As much as Merkel would like to blame greedy, unregulated Americans for the failure of German banks, Germany's economic newspaper Handelsblatt speared European self-righteousness by listing eight German myths about the financial tsunami. Editor Bernd Ziesemer pointed out that the German Government's bank bailout is almost the same size as the US package. The truth is the most awful weapons of mass financial destruction came from London and Frankfurt. Aggressive German financiers were busily inventing and packaging up derivatives that Europeans would prefer to frame as a curse of American capitalism.

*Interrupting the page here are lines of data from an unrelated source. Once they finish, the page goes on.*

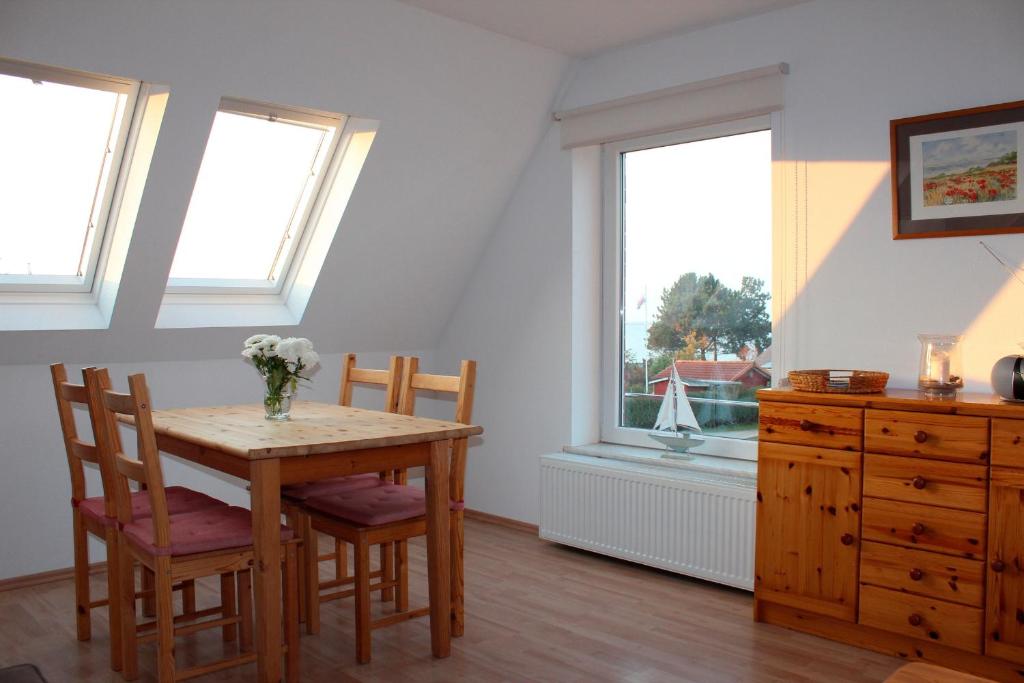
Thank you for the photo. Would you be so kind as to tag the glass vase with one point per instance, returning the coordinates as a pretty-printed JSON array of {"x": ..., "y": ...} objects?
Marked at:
[{"x": 940, "y": 373}]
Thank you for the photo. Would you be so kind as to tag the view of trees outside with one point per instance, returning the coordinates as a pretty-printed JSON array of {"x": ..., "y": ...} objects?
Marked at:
[{"x": 696, "y": 273}]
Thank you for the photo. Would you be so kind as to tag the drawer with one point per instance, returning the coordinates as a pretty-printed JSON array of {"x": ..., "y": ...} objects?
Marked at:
[
  {"x": 928, "y": 481},
  {"x": 953, "y": 437},
  {"x": 1008, "y": 442},
  {"x": 822, "y": 426},
  {"x": 930, "y": 574},
  {"x": 925, "y": 527},
  {"x": 944, "y": 623}
]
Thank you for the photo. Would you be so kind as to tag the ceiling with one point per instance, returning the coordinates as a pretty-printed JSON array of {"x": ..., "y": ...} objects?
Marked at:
[{"x": 580, "y": 28}]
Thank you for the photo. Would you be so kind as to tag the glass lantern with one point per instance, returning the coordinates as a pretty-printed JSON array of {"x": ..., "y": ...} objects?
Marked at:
[{"x": 941, "y": 373}]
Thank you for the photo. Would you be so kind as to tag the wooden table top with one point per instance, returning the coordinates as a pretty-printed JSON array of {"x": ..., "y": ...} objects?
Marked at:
[
  {"x": 313, "y": 428},
  {"x": 964, "y": 402}
]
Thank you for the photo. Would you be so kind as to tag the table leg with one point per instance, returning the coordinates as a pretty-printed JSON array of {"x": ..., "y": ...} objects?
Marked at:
[
  {"x": 438, "y": 557},
  {"x": 265, "y": 496}
]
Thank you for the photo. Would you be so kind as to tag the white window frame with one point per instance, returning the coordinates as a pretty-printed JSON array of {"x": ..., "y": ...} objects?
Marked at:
[
  {"x": 105, "y": 207},
  {"x": 224, "y": 290},
  {"x": 611, "y": 299}
]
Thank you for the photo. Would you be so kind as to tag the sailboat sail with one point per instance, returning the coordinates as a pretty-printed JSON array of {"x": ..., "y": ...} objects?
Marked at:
[{"x": 676, "y": 411}]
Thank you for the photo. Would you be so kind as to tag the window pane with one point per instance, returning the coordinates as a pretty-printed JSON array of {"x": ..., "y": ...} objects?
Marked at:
[
  {"x": 696, "y": 281},
  {"x": 54, "y": 172},
  {"x": 253, "y": 188}
]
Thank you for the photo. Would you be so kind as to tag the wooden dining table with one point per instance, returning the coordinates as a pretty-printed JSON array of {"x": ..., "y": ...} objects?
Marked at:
[{"x": 321, "y": 440}]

Just as deceptive are the solutions coming out of Europe this past week. Clearly, European opponents of free markets are excited. For them, the crisis and Washington's bailout of US banks and businesses are evidence that American capitalism is dead. The president of the European Commission, Jose Manuel Barroso, says Europe should lead the way because we need a new global financial order.

Lapping up the limelight, Sarkozy described the crisis as a great opportunity as he touted his idea for Europeans to form their own sovereign wealth fund to defend domestic companies from marauding foreigners. It's just the latest, most barefaced attempt to use the turmoil as an excuse to restore European statism as official policy.

"I don't want European citizens to wake up in several months and find European companies belonging to non-European capital which bought (them) at the share price's lowest point," he told the European Parliament a week ago. Under Europe's new world order as laid down by Sarkozy, the spirit of fraternite (let alone liberte and egalite) does not extend to foreigners.

Far from this being a new world order, it is more a case of old-fashioned anti-capitalist and anti-foreigner sentiment. And as The Wall Street Journal Europe reported on Monday, senior Chinese officials appear to have allied China with Europe's call for more regulation. It's worth raising an eyebrow when communists line up with Europe.

Fortunately, the Germans performed a mercy killing on Sarkozy's exceptionally dumb plan quicker than you can say governments are bad at picking winners.

As Sarkozy and other old-fashioned interventionists look to exploit the growing anti-capitalist mood, it pays to remember that the lessons of the financial crisis concern the quality of regulation, not its weight. Heavily regulated German banks appear to have made as many, and as bad, sub-prime lending decisions as the lightly regulated American banks. And though the Australian financial sector has been progressively deregulated since Paul Keating started the process, it has produced a shining beacon of financial prudence and rectitude.

Finally, a little history before Europeans start dancing a jig on the grave of US capitalism. America has been written off before, often after some disastrous bursting of an economic bubble. But the genius of US capitalism - the creativity behind its destructive tendencies - is its flexibility and speed of recovery.

Recall Mitsubishi's purchase of the Rockefeller Center in New York in the late 1980s? Back then it seemed the Japanese economic model - driven by rigid, organised and centralised forces - would vanquish American capitalism.

But when times got tough, Japan lacked the creativity and flexibility to deal with an economic downturn as speedily and as successfully as the US. While the Americans lifted themselves up off the mat and ran headlong into the tech boom - and the next round of growth and, yes, greed - the Japanese suffered the lost decade in the '90s.

Before we embrace European solutions as our saviour, remember that in the past decade, Europe has had the distinction of stagnant job growth: unemployment in France and Germany has not fallen below 7 per cent. With European governments addicted to regulation and with work practices mired in rigid inflexibility, it could be that the US will recover much more quickly from a recession that many European countries. In that vein, beware of sniggering Europeans peddling myths about the demise of American capitalism and the need for a new inspiring European solution. The triumphalism behind talk of a new grand European model of economics may turn out to be short-lived.